Glycine works in almost the identical way as GABA does at the GABAa receptor.
So there are glycinergic presynaptic specializations,
glycine is packaged into neurotransmitter vesicles
and in fact it's the same vesicular GABA transporter that also packages glycine
and postsynaptically we have glycine receptors,
that again, are chloride channels that bring chloride
in through the action of glycine acting on direct ligand-gated ion channels.
So the glycine receptor is very similar to the GABAa receptor
and glycine plays an almost identical role in the spinal cord and brainstem
as GABA does in the main brain.
So in this video, we've got an overview of GABAergic inhibition.

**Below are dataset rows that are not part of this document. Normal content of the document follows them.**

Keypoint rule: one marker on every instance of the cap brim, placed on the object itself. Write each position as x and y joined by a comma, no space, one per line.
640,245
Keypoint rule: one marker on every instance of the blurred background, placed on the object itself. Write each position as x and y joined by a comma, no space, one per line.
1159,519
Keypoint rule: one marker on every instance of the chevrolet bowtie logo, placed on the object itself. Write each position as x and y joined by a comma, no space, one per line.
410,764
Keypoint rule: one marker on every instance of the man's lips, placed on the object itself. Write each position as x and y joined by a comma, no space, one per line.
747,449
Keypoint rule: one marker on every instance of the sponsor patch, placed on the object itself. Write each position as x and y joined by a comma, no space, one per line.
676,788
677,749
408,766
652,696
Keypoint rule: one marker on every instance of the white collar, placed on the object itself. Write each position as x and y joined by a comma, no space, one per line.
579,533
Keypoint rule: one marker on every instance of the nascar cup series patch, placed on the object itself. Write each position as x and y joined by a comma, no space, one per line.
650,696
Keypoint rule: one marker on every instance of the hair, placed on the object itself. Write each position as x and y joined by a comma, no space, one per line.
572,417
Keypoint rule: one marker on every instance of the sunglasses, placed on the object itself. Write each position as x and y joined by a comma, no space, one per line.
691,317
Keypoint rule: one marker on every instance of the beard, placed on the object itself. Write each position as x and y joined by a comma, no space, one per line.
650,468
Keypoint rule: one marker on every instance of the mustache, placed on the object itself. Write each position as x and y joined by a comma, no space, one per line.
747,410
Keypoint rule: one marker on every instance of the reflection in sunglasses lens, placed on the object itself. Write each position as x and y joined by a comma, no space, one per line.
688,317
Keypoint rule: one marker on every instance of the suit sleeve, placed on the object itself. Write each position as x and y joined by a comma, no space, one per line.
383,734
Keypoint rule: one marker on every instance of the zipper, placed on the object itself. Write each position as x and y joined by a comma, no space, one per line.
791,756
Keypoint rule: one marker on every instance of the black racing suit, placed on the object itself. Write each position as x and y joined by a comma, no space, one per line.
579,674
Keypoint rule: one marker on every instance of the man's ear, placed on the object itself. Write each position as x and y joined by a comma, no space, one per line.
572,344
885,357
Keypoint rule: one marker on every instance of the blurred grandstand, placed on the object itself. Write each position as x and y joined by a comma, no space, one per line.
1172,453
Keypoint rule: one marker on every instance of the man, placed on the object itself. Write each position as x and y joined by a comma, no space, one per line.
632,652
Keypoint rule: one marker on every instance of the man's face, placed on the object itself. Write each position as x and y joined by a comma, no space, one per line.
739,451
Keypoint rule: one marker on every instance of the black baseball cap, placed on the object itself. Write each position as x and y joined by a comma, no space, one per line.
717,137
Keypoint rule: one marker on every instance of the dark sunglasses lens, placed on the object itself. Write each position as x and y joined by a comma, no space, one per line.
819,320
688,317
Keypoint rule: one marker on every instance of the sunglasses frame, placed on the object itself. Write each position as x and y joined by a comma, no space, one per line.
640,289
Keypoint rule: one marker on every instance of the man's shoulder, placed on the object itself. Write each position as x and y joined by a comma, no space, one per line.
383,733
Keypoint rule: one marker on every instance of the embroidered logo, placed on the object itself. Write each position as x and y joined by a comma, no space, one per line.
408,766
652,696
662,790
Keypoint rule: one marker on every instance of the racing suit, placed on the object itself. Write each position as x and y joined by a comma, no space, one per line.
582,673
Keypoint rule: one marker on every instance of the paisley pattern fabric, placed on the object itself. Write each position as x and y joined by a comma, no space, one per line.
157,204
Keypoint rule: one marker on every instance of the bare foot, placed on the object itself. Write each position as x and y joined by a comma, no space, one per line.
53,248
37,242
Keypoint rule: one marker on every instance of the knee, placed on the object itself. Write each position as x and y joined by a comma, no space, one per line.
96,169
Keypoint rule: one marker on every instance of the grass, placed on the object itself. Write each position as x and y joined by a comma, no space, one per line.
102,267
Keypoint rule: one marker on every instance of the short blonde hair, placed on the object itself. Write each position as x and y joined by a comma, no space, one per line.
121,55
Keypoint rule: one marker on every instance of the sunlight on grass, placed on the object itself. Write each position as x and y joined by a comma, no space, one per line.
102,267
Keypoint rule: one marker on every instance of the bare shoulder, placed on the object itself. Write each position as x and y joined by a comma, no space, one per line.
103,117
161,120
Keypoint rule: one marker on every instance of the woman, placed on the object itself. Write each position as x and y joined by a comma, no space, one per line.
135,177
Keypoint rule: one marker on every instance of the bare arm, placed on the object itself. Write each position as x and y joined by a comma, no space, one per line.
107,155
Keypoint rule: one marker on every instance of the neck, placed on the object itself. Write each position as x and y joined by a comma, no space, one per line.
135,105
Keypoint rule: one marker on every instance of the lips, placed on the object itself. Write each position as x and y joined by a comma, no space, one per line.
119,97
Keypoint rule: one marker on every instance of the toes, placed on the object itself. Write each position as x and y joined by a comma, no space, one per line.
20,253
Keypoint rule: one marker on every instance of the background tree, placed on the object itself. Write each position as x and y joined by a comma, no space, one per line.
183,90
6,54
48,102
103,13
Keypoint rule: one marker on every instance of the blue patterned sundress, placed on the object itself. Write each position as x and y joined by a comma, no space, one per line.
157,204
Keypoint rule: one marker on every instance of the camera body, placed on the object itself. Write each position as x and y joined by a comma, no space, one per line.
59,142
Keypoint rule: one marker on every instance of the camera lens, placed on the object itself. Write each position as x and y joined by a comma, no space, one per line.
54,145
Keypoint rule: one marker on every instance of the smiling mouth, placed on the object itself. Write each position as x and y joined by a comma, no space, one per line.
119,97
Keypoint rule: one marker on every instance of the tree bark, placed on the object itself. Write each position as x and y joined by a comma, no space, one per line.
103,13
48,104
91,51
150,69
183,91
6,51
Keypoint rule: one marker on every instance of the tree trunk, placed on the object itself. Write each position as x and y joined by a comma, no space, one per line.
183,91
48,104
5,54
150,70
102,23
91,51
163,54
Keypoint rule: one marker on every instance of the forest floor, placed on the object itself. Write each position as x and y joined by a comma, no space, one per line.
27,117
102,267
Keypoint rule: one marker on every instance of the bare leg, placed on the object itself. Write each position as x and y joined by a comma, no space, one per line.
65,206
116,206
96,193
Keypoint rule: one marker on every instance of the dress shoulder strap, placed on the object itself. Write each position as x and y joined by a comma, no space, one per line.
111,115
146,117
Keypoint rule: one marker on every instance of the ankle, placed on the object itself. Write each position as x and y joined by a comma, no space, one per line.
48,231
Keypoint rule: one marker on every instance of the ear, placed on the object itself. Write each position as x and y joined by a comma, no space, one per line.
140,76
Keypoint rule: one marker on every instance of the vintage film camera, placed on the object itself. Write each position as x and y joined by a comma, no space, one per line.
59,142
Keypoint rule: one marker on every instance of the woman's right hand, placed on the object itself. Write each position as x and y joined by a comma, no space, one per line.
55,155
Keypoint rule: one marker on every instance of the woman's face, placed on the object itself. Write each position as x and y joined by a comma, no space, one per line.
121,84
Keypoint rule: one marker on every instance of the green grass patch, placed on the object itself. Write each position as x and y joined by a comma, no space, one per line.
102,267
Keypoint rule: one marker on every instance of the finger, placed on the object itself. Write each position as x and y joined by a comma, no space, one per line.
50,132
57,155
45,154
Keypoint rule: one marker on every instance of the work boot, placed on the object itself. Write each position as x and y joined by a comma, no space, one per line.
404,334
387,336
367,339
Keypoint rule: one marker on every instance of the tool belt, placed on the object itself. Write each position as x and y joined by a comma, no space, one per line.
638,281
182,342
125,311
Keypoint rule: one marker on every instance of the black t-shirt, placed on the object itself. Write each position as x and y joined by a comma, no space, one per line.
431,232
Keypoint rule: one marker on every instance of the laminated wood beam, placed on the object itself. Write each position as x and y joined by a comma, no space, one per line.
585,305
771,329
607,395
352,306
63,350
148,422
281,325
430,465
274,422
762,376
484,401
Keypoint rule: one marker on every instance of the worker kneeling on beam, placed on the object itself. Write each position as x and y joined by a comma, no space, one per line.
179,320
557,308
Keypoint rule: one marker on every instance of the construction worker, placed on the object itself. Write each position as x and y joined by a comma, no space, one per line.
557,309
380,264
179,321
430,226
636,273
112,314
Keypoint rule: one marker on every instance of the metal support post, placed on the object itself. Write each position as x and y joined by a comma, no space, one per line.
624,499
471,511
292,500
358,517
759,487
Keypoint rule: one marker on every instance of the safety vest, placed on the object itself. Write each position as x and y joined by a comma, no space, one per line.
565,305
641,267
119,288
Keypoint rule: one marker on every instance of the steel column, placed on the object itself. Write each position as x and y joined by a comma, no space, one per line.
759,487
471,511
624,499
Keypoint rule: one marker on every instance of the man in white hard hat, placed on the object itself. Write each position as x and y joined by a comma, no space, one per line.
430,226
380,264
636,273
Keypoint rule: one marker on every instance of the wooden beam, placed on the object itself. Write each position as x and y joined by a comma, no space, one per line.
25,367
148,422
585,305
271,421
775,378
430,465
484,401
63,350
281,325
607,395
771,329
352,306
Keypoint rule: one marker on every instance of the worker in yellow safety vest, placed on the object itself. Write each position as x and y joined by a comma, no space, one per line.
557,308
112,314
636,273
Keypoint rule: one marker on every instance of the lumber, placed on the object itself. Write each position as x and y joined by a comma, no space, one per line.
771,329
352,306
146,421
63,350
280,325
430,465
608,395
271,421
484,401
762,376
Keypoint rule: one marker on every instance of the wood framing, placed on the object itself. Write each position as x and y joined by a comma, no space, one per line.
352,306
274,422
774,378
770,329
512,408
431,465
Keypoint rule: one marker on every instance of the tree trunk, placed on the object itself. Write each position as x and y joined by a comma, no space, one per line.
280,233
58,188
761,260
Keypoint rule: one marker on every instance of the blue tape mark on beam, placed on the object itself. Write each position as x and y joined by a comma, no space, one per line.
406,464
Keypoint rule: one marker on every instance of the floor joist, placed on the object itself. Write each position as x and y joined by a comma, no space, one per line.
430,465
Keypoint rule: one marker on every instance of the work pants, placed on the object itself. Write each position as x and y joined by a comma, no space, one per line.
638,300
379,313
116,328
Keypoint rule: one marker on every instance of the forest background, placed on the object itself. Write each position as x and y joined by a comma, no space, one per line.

GABA is the main inhibitory neurotransmitter of the brain.
It accounts for about 20% of the synapses
and the other 80% of the synapses
are largely excitatory glutamatergic synapses.
GABA exerts its inhibitory action upon two types of receptors:
GABAa receptors that are present in the postsynaptic specialization
they're held in place by gephyrin that concentrates GABAa receptors
and GABA acts on these GABAa receptors to open directly
a ligand-gated ion channel, it's a chloride conductance
and the reversal potential for chloride makes this inhibitory.
Chloride has a reversal potential at around -80 millivolts
so the action of GABA is to try to bring the postsynaptic membrane
to around -80 millivolts.
That's clearly hyperpolarized to action potential threshold
so GABA has a fast inhibitory action through the GABAa receptor.
GABA also acts upon metabotropic receptors,
GABAb receptors,
and there it drives slow inhibitory postsynaptic potentials
through G-Proteins that activate potassium channels,
the GIRK ion channels,
and it presynaptically inhibits neurotransmitter release
by inhibiting calcium channels that directly are involved
in driving neurotransmitter release.
So GABA inhibits at multiple levels in the brain
and forms a very important counteraction
to the excitatory mechanisms of the glutamatergic synaptic transmission.
Over the next videos of this week,
we'll explore GABAergic inhibition in more detail.